Porém, de acordo com Leandro Castro, analista de Comércio Exterior do Frigorífico Saudali, sediado em Ponte Nova (MG), a abertura da China pode criar euforia nos mercados, mas é necessário ter cuidado. “As empresas precisam entender que isso é um momento. A China deve se recuperar em até três anos e será muito mais forte do que era. Não se deve fazer investimento especifico para o mercado chinês. O mercado muda muito e nunca se deve concentrar em um só lugar”, aconselha Castro.
A Saudali destina 15% de sua produção para exportação, alcançando países como Uruguai, Argentina, Albânia, Gana, Costa do Marfim e, mais recentemente, a África do Sul. Segundo Castro, o frigorífico está próximo de conseguir exportar para Cingapura e Vietnã. No fim de 2020, a empresa vai concluir programa de investimento que aumentará o número de suínos abatidos de 2.700 para 4 mil por dia. Com esse aumento, o percentual de exportação deve continuar na casa dos 15%.
O analista da Saudali explica que alguns mercados exigem critérios superiores aos estabelecidos pelo Ministério da Agricultura Pecuária e Abastecimento para emitir o selo do Serviço de Inspeção Federal (SIF). “A China é um mercado muito restrito e, além de vários processos, exige a rastreabilidade do rebanho para combater o uso da ractopamina, que é um aditivo comumente usado na ração animal. Já a Argentina e o Uruguai exigem análise de 100% das carcaças para identificar a presença do parasita Trichinella”, explica o analista.
O analista de agronegócios da Federação da Agricultura e Pecuária do Estado de Minas Gerais (Faemg) Wallisson Lara chama a atenção para o potencial do mercado interno brasileiro. O analista da Faemg calcula que o consumo médio de carne suína no Brasil é considerado bem inferior em relação a outros países, como China e Estados Unidos, e à União Europeia. Lara acredita que a carne suína ainda carrega certo estigma de não ser saudável. “Os tempos são outros. Há décadas nossa carne passou por uma transformação genética, perdendo gordura e ganhando massa muscular. Hoje temos um porco fit, e precisamos desmistificar essa ideia. A carne suína é uma iguaria e tem ganhado seu espaço”, avalia Lara.
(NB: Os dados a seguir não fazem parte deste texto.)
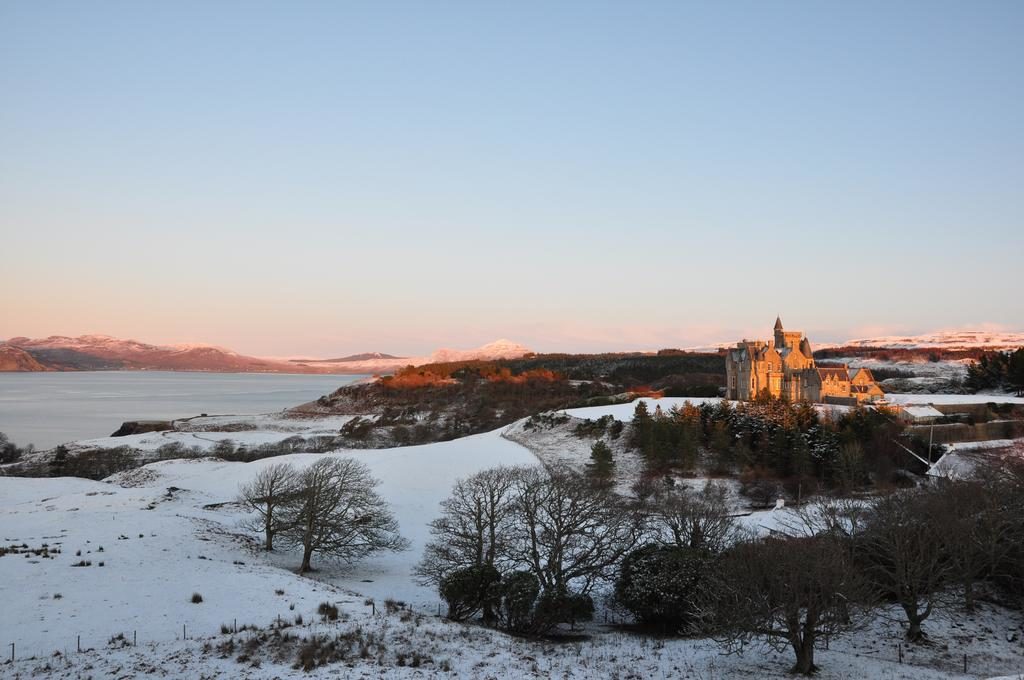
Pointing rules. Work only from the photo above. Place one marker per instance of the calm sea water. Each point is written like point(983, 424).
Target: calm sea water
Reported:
point(47, 409)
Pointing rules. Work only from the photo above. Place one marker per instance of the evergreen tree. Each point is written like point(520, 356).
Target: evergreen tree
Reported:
point(602, 467)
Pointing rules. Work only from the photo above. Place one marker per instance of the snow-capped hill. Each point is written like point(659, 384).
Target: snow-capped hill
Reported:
point(16, 359)
point(945, 340)
point(105, 352)
point(498, 349)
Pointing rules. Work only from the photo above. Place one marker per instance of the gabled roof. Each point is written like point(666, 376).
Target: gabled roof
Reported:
point(862, 372)
point(834, 374)
point(922, 411)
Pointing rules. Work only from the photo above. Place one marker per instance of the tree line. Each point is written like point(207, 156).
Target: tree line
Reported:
point(997, 370)
point(775, 438)
point(524, 550)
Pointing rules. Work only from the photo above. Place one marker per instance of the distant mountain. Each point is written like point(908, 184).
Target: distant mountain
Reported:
point(15, 358)
point(365, 356)
point(386, 364)
point(102, 352)
point(945, 340)
point(498, 349)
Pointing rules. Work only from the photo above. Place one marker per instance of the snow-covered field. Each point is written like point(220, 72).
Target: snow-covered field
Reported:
point(953, 398)
point(169, 529)
point(160, 547)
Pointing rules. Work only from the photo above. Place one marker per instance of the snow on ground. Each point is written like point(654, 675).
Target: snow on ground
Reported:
point(953, 398)
point(164, 532)
point(963, 458)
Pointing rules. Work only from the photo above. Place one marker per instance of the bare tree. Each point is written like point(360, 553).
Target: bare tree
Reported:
point(788, 592)
point(903, 551)
point(337, 513)
point(272, 487)
point(569, 534)
point(699, 520)
point(473, 527)
point(837, 516)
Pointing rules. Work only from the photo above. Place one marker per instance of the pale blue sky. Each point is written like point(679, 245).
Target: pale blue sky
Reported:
point(316, 178)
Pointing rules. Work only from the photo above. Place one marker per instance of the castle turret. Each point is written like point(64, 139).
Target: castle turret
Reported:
point(779, 334)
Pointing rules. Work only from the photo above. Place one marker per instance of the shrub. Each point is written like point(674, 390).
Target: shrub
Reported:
point(519, 591)
point(662, 585)
point(555, 607)
point(468, 590)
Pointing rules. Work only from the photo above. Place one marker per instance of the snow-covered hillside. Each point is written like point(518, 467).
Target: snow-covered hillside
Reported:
point(945, 340)
point(163, 532)
point(153, 537)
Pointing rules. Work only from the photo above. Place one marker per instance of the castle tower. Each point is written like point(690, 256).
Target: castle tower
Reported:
point(779, 334)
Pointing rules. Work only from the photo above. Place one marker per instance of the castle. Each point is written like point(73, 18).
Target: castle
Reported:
point(784, 369)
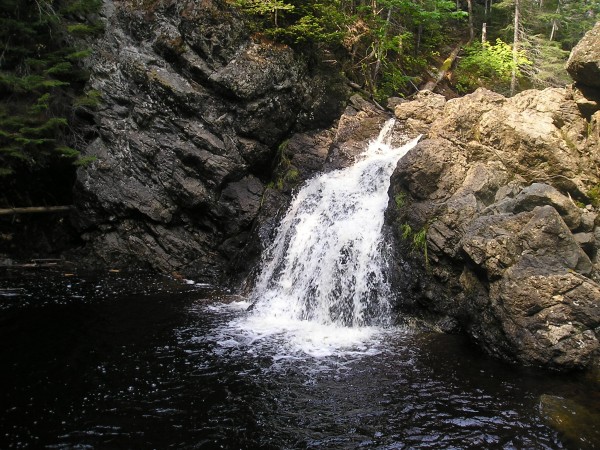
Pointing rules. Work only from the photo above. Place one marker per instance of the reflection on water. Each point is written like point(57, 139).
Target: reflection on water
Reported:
point(139, 362)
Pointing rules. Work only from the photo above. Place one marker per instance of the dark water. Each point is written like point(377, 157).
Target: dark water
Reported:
point(135, 361)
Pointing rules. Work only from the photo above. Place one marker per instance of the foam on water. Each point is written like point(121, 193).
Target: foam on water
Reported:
point(323, 284)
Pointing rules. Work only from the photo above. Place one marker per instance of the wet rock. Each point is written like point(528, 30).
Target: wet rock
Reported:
point(193, 111)
point(577, 425)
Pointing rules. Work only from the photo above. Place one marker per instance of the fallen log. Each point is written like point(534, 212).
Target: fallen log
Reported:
point(35, 210)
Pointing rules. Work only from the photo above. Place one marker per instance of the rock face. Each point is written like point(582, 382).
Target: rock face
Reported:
point(193, 110)
point(584, 62)
point(500, 186)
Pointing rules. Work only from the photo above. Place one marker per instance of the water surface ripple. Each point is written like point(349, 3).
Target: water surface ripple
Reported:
point(150, 363)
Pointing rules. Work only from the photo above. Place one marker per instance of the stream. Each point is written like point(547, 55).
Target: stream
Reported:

O analista da Faemg se recorda que há três anos o setor vivia uma crise aguda, marcada pelo alto custo de produção (com o milho e soja, insumos usados na ração suína, em alta no mercado externo) e uma remuneração baixa em um contexto econômico estagnado. A partir daí foi feito um trabalho para ajudar a ajustar a oferta do produto, quando seu preço se estabilizou.
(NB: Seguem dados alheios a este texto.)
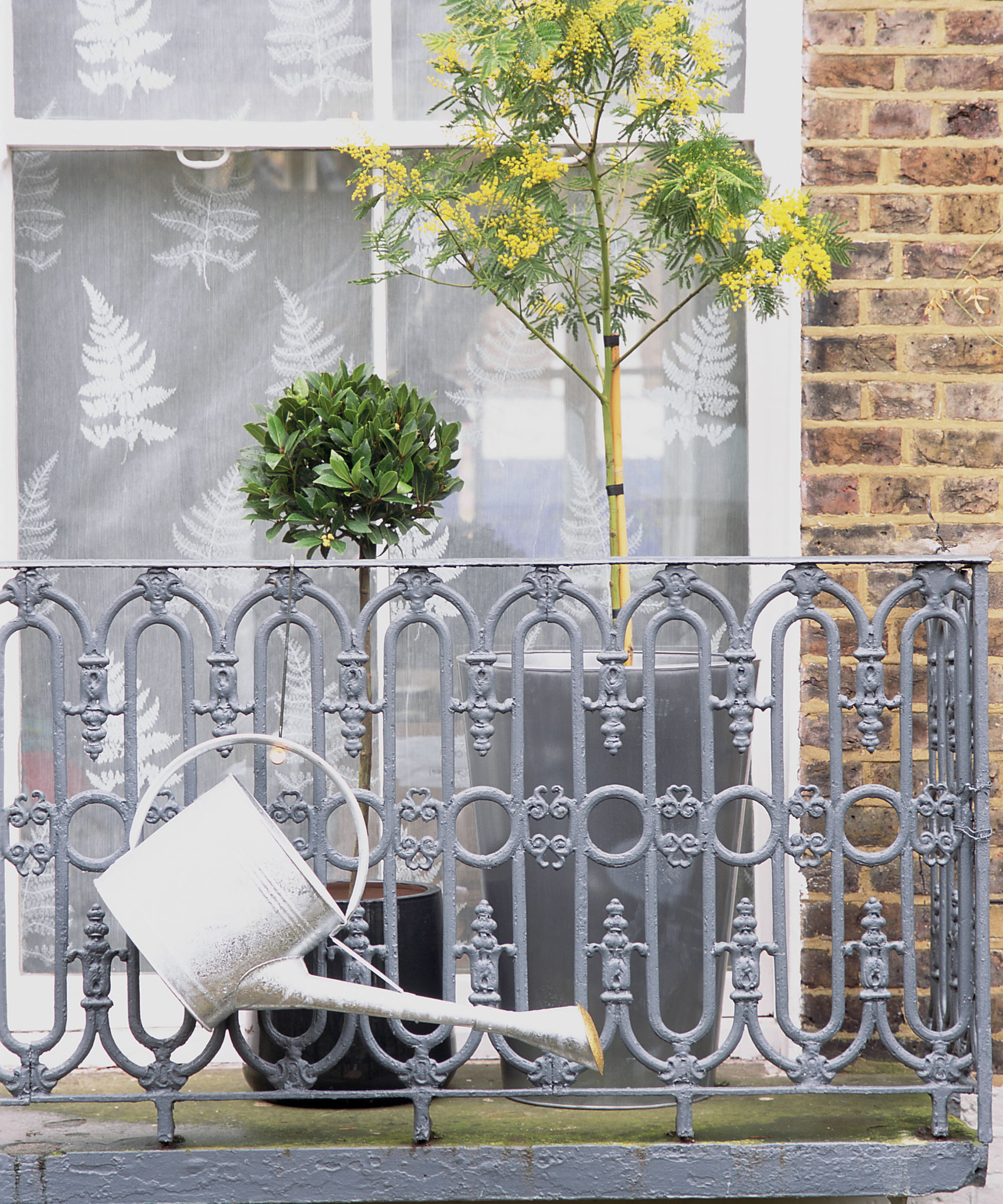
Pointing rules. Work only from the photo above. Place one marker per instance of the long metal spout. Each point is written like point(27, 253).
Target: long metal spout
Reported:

“A partir daí, fatos como a guerra mercadológica travada entre os Estados Unidos e a China, além da epidemia de peste suína africana na China, favoreceram nossas exportações. Nos últimos anos, enquanto a exportação de carne bovina cresceu 7%, a de cortes suínos cresceu 23%. De janeiro a outubro, o preço do quilo do suíno vivo aumentou em 39%”, explica Lara.
Alvimar Jales, consultor de mercado da Associação dos Suinocultores de Minas Gerais (Asemg), confirma a dificuldade vivida pelo setor quando a Rússia decidiu suspender as exportações brasileiras, em novembro de 2017, para estimular seu mercado interno. O país europeu era um importante comprador e sua decisão gerou um excesso de produto no mercado interno. Walisson Lara lembra que as festas de fim de ano são um período especialmente bom para o setor, quando a população está mais capitalizada.